The procoagulatory effects of delta-9-tetrahydrocannabinol in human platelets.

Delta-9-tetrahydrocannabinol (THC) is increasingly used for the long-term treatment of nausea, vomiting, cachexia, and chronic pain. Recent reports, however, have indicated an increased risk of myocardial infarction and thromboangiitis obliterans after THC intake. Blood platelets have an essential role in the pathogenesis of these two diseases, but it is unclear whether platelets are potential target cells for cannabinoids.
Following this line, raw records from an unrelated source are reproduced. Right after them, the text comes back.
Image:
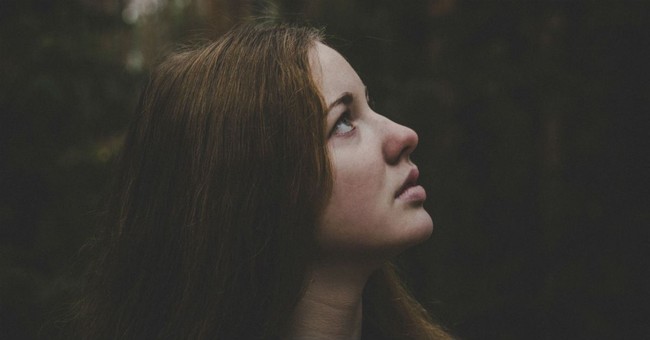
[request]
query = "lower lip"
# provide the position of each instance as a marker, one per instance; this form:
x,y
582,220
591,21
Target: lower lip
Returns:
x,y
413,194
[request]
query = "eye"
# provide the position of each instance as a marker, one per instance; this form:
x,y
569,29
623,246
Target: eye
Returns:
x,y
343,125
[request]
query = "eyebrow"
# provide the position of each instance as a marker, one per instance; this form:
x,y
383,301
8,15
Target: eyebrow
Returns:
x,y
346,98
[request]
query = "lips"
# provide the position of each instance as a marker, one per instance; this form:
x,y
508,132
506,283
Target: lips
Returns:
x,y
411,181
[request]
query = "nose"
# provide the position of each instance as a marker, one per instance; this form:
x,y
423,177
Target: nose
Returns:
x,y
398,141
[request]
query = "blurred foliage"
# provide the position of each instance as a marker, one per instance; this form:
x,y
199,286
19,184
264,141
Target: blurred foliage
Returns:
x,y
533,144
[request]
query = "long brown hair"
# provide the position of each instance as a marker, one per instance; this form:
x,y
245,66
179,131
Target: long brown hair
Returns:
x,y
224,172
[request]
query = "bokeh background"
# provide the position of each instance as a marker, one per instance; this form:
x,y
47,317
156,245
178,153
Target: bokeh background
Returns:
x,y
533,124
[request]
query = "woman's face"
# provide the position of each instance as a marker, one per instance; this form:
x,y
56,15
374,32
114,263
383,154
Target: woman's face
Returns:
x,y
375,210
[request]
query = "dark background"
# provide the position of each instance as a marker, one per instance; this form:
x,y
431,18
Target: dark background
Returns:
x,y
533,124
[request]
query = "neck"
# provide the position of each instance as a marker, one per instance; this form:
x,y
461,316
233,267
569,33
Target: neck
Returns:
x,y
331,307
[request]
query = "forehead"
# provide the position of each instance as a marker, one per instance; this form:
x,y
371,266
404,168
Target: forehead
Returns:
x,y
332,72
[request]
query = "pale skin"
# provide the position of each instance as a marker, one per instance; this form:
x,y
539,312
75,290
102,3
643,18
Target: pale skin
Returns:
x,y
370,216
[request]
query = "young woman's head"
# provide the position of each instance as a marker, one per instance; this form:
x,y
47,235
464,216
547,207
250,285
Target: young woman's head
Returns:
x,y
250,159
375,209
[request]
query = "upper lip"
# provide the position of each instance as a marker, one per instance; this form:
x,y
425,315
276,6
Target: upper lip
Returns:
x,y
411,180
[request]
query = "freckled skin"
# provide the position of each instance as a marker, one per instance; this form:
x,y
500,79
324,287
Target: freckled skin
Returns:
x,y
363,219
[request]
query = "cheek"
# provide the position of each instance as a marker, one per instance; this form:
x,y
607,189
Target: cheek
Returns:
x,y
358,200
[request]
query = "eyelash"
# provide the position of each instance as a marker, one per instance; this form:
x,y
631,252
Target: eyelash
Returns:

We investigated the effects of THC on human platelets and the expression of cannabinoid receptors on their cell membranes in this in vitro study. The effects of THC (final concentrations 10(-7) to 10(-5) M) on the expression of activated platelet fibrinogen receptor (glycoprotein IIb-IIIa) and P selectin were characterized by flow cytometry. Western blotting was performed with platelet membrane preparations to determine the surface expression of cannabinoid receptors on human platelets. THC increased the expression of glycoprotein IIb-IIIa and P selectin on human platelets in a concentration-dependent manner. The two known cannabinoid receptors (CB(1) and CB(2)) were both detected on the cell membrane of human platelets. Our functional results may suggest a receptor-dependent pathway of THC-induced platelet activation. However, further in vivo studies are warranted to evaluate the role of cannabinoid receptors in mediating the demonstrated procoagulatory effect of THC.